Re: Schools and NOMA (was Re: [asa] Atheist finds God thru Behe's books....)

From: Merv Bitikofer <mrb22667@kansas.net>
Date: Thu Oct 15 2009 - 00:37:21 EDT

My responses inserted below.

Bill Powers wrote
> Merv:
>
> The difficulty, as I understand your depiction of the TE position, is
> that God does not clearly speak with regard to the possibilities of
> the natural world. As such, we are left with what we can make of the
> natural world by any means we think best.
Agreed. One of those 'means' that we collectively seem to agree has a
pretty good track record is that thing we generally call 'science'. And
yet that assertion that I just made is not itself a scientifically
supported statement but must lean entirely on things outside of
science. And I'm quite willing to agree that science is entirely
inadequate for many modes of explanation.
More below.
> However, God has, I'm certain you will agree, spoken clearly with
> regard to some events that are usally referred to as miraculous. Were
> science to argue or be committed to the impossibility of such events,
> you would, I am certain, stand in opposition. I am, of course,
> thinking of the Resurrection, but there are likely many more that
> science cannot explain. Were the science of tomorrow to adopt a
> positivist perspective on science, such events would be judged to be
> nonsense.
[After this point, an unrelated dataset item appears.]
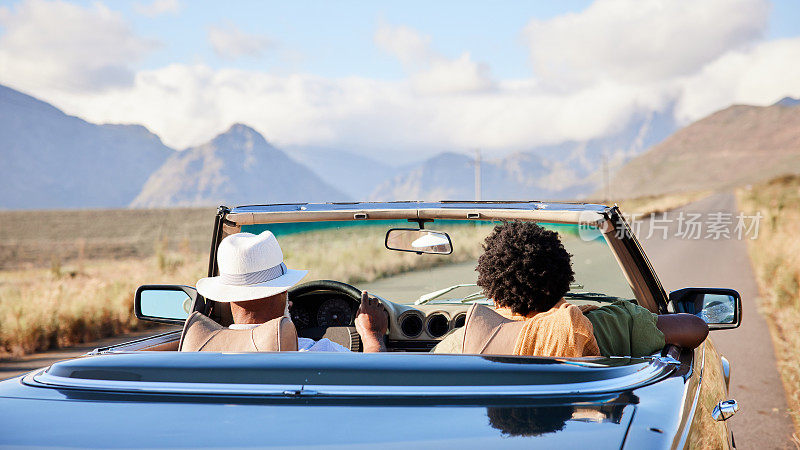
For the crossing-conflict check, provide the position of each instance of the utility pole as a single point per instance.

Now one might interpret that to mean that "from the point
> of view of science" they are nonsense, but they might make sense in
> some other context. Still it seems possible to me that science might
> conclude that such events are impossible (men don't raise from the
> dead and water can't be changed into water, etc.)
>
> How would you respond to "scientific" efforts to prove the
> impossibility of such events?
>
> bill
>
'water into wine' --I presume you meant in the last sentences.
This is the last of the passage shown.